Supreme Court of Canada rules in favour of tax deductible mortgages! January, 2009
Breaking News: Court Ruling Good for
Mortgage Brokers Supreme
Court of Canada rules in favour of tax deductible mortgages! Mortgage
Brokers and Financial Advisors that are engaged in restructuring debt for tax
efficiency can finally sleep easy. For almost a year, tax efficient mortgage
strategies have been under critical review by the Supreme Court of Canada in
the much acclaimed court case Lipson et. Al. v. the Queen. On January 8th 2009, the Supreme Court of
Canada published their decision on this closely monitored General
Anti-Avoidance Rule (“GAAR”) court case that involved taxpayers making their
mortgage interest tax deductible among other transactions. “After a nail
biting 8 months, we finally have a definitive answer on GAAR and tax efficient
mortgages – and it is very good news for homeowners as well as the mortgage
brokers that advise them.” said Sandy Aitken, President of TDMP.COM. “We’ve
advised thousands of homeowners mortgage brokers in how to structure these
deals properly under the tax rules. We are delighted to see that the TDMP tax
strategy was unanimously supported by these seven judges in the highest court
of the land.” While the Supreme Court Justices were split (4-3) on their
decision regarding the Lipson’s Appeal, the most interesting revelation in the
written decision is that the judges unanimously agreed that the Lipsons were
very well within their rights to restructure their mortgage for tax benefits
under paragraph 20(1)(c) and subsection 20(3) of the Income Tax Act (“ITA”)i.

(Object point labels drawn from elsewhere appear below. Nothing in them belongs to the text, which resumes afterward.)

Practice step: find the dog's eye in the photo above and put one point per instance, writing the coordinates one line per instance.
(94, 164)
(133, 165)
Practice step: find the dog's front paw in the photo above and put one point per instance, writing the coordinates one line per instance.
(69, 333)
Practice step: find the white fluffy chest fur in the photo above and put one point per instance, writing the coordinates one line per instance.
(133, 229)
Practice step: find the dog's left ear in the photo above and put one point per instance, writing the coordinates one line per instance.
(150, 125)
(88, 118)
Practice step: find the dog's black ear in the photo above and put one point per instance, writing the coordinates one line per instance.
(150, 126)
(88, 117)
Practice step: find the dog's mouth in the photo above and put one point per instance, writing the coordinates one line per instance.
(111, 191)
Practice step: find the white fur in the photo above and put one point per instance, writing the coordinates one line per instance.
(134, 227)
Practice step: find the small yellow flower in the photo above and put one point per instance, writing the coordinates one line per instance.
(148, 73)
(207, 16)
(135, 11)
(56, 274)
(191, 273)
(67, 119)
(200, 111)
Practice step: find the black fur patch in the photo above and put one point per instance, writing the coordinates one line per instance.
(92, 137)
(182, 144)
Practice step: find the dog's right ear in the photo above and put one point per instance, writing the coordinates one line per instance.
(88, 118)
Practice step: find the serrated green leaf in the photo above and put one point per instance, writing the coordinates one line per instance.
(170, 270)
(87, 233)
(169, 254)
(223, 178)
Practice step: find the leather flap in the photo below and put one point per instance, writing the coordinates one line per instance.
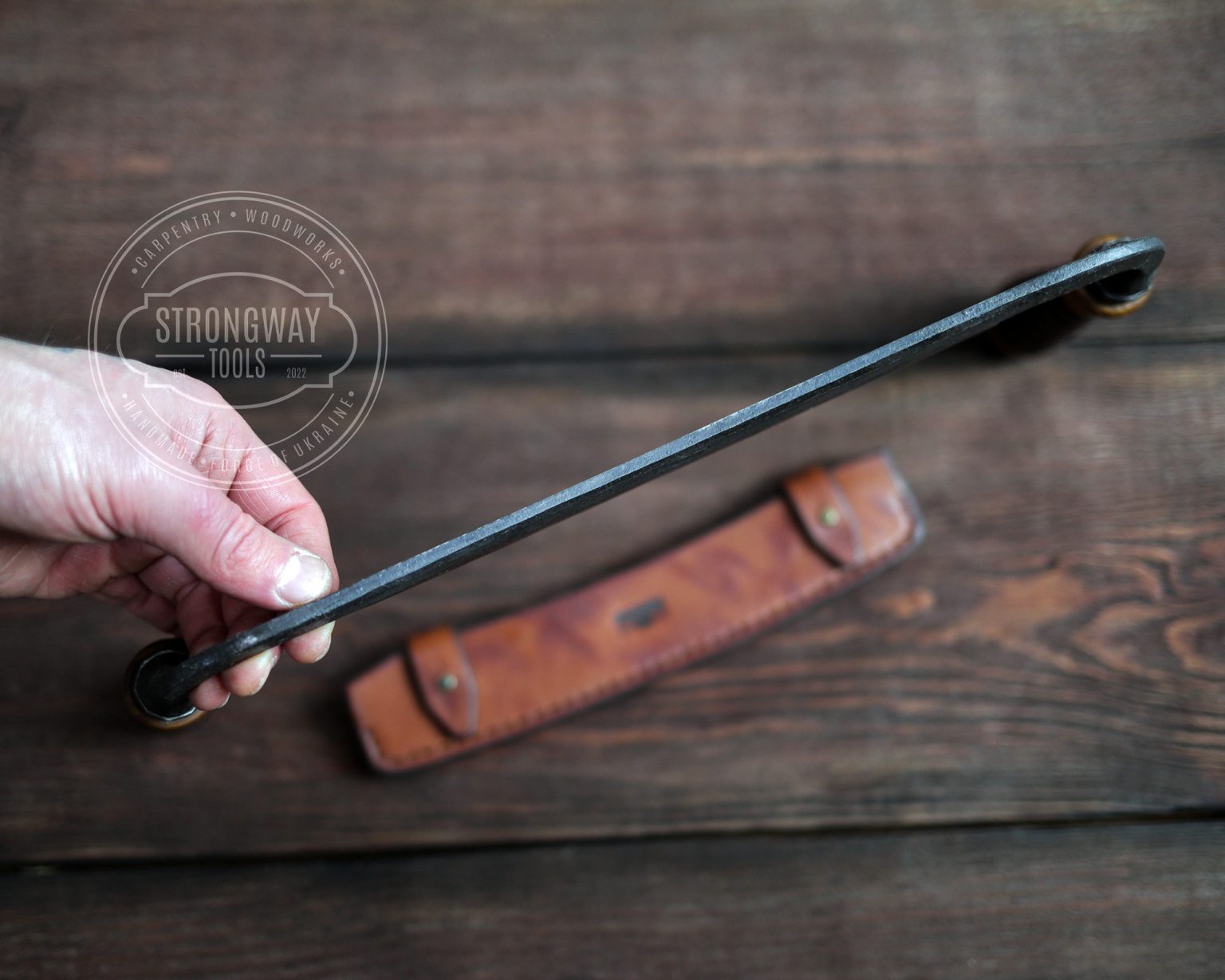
(826, 514)
(443, 680)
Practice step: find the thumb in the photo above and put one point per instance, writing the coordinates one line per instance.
(230, 549)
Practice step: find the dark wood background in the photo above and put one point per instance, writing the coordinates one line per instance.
(596, 226)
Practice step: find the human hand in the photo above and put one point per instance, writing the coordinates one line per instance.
(82, 511)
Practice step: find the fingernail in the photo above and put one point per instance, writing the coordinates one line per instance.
(322, 640)
(266, 660)
(304, 577)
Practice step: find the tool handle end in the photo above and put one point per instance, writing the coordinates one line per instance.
(144, 687)
(1048, 325)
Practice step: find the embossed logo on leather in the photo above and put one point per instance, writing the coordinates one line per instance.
(642, 615)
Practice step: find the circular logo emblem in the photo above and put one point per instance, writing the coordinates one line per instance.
(258, 297)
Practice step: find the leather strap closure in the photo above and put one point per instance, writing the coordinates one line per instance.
(443, 680)
(452, 692)
(826, 514)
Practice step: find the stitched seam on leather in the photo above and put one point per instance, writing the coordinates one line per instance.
(679, 655)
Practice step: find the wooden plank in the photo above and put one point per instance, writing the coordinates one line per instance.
(1053, 651)
(1005, 904)
(616, 175)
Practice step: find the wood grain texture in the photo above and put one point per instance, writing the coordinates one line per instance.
(599, 176)
(1010, 904)
(1053, 652)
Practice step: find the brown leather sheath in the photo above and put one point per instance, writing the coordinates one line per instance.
(455, 691)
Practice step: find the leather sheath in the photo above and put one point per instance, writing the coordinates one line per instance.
(452, 691)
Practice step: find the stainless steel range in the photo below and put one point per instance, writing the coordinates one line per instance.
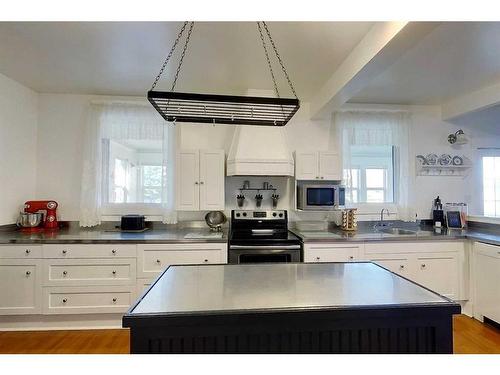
(262, 237)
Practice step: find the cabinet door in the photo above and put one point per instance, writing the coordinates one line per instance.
(331, 253)
(188, 173)
(438, 272)
(329, 166)
(20, 287)
(212, 180)
(306, 166)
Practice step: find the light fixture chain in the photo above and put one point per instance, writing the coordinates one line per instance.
(182, 56)
(268, 60)
(279, 59)
(169, 55)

In fact, the dissenting views among the judges were
restricted to the application of GAAR with respect to the income attribution
rules related to subsections 73 and 74.1 of the ITA (also known as the
“spousal twist”) as well as the government’s failure to assess the taxpayer
under 74.5(11) instead of GAAR with respect to these same income attribution
rules. Differing opinions among Supreme Court Justices on these specific “spousal
twist” issues were no doubt responsible for the court taking so long to
render a judgement in the case. However, for ordinary homeowners with
conventional mortgages structured for maximum tax benefits, it was worth the
wait. It is now clear that there is nothing to prevent taxpayers taking full
advantage of their entitlement to tax benefits that can result from
restructuring their mortgage to more tax efficiently match up with their
assets. “This is a landmark decision and a huge win for Canadian homeowners
with tax efficient mortgages” said Aitken. “Not only did the judges
specifically reaffirm the precedents set in prior court decisions- upon which
we all rely: Duke of Westminsterii [1936] and Singletoniii [2001], they went one step further to rule that
taxpayers have the right to restructure their debt without any threat of such
transactions being caught under GAAR. More specifically, the Justices agree
that taxpayers are allowed to make their mortgage interest tax deductible by
restructuring their mortgage debt to align with eligible purposes.” TDMP.COM
is Canada’s largest provider of tax efficient mortgage solutions and provides
Public Seminars and TDMP Mortgage Broker Certification Training in all major
urban centres across Canada.
i Supreme Court of Canada Citation:
Lipson v. Canada 2009: Per LeBel, Fish, Abella and Charron JJ.: The Minister
has failed to establish that the purpose of ss. 20(1)(c) and 20(3) have been
misused and abused. The series of transactions did not become problematic until
the taxpayer and his wife turned to ss. 73(1) and 74.1(1), in order to obtain
the result contemplated in the design of the series of transactions which
resulted in the taxpayer applying his wife’s interest deduction to his own
income. ii Supreme Court of Canada Citation:
Lipson v. Canada 2009: Paragraph 19: It has long been a principle of tax law
that taxpayers may order their affairs so as to minimize the amount of tax
payable (Commissioners of Inland Revenue v. Duke of Westminster, [1936] A.C. 1
(H.L.)). This remains the case. However, the Duke of Westminster principle has
never been absolute, and Parliament enacted s. 245 of the ITA, known as the
GAAR, to limit the scope of allowable avoidance transactions while maintaining
certainty for taxpayers (Canada Trustco, at para. 15). iii Supreme Court of Canada Citation: Lipson v. Canada
2009: Per Binnie and Deschamps JJ. (dissenting): “Singleton” illustrates the proposition that
there is nothing abusive in principle for a taxpayer to rearrange his or her
capital (borrowed or non-borrowed) in a tax efficient manner. The Minister is
not asking the Court to revisit Singleton. He does not claim that GAAR would
have applied in that case. The Minister acknowledges here that “it is common
ground that the interest was deductible”.